Two aisles away was Larry Burns, wearing a Keep America Great mask and a Trump 2020 T-shirt. He said he would take action if he saw protesters getting out of control.

“If they start hurting people, I’m going to hurt back,” said Burns, who owns two shotguns. “I’ve lived my life. I’ll sacrifice for my grandkids.”

The uncertainty in the aisles at the gun show is what Charrie DeRosa hears at her private range in Palm Beach County, Florida.

“Every person who comes in says I don’t know what’s happening in the world,” said DeRosa, who offers gun safety training. “People are just nervous, and they’re looking for some kind of security. ”

It’s a feeling that was weighing on Saccurato’s mind when she was eating dinner and the Black Lives Matter march passed by.

She had seen news reports of violence breaking out in cities as protesters gathered. She understood why people were marching and thought George Floyd’s death was horrific. But the violence that followed, the damage, the rage at police officers, she said, “was even more disgusting.” Saccurato, 43, who trains athletes for a living, is white and has friends in law enforcement. They are good people, she said, and they are not getting the respect they deserve.

“They’re being put in situations where they can’t handle things as efficiently and effectively as they want,” Saccurato said. “And if that’s happening to them, where does that put me?”

Watching the marchers that evening, she decided it was time to get a license and buy a gun. Her new weapon: a Sig Sauer p365-XL 9 mm pistol.

Johnson did not grow up in a house with guns. About a year ago she moved to Austin, which she considered a bold step for someone who had never lived apart from her family in North Carolina.

In spring when the virus started spreading, she found herself alone in a relatively new city while everyone else holed up with families. And as a buyer for a grocery store, she was on the back end of the havoc that all the panic buying wrought on the supply chain.

“I saw it firsthand,” she said.

After Floyd was killed by police in May, Johnson decided to take part in protests that were sweeping the nation. The single march she attended this summer was in broad daylight, but she was anxious.

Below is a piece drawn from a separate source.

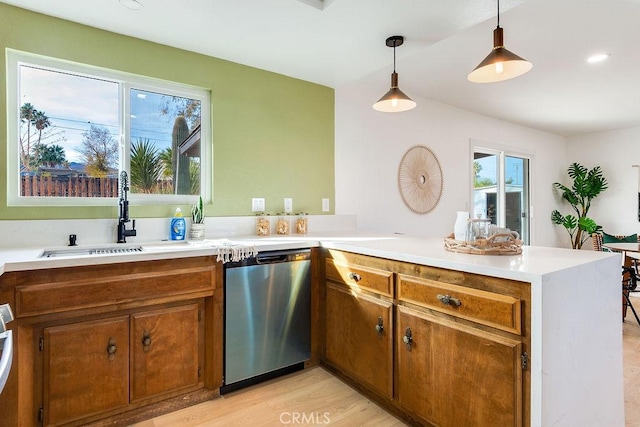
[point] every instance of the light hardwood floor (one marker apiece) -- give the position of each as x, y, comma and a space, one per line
319, 398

“I wholeheartedly understand wanting to protect your business,” she said, of the people who condemn property damage at protests. “As a Black person I’m like, a broken window versus a life?”

Not long after, a friend invited her to a shooting range for a gun safety class. She was nervous holding a gun for the first time. Take control, the instructor told her. Don’t let anyone rush you. She fired. She returned several times to the range.

Then she watched the first presidential debate and heard Trump refuse to disavow white supremacists.

“I just thought if he loses this election, something is going to go down, and I just need to be protected,” she said.

On a recent Sunday afternoon, in between a grocery run to fill up her new crockpot and watching football on TV, Johnson passed by the gun shop and bought a Ruger SR22 semi-automatic pistol.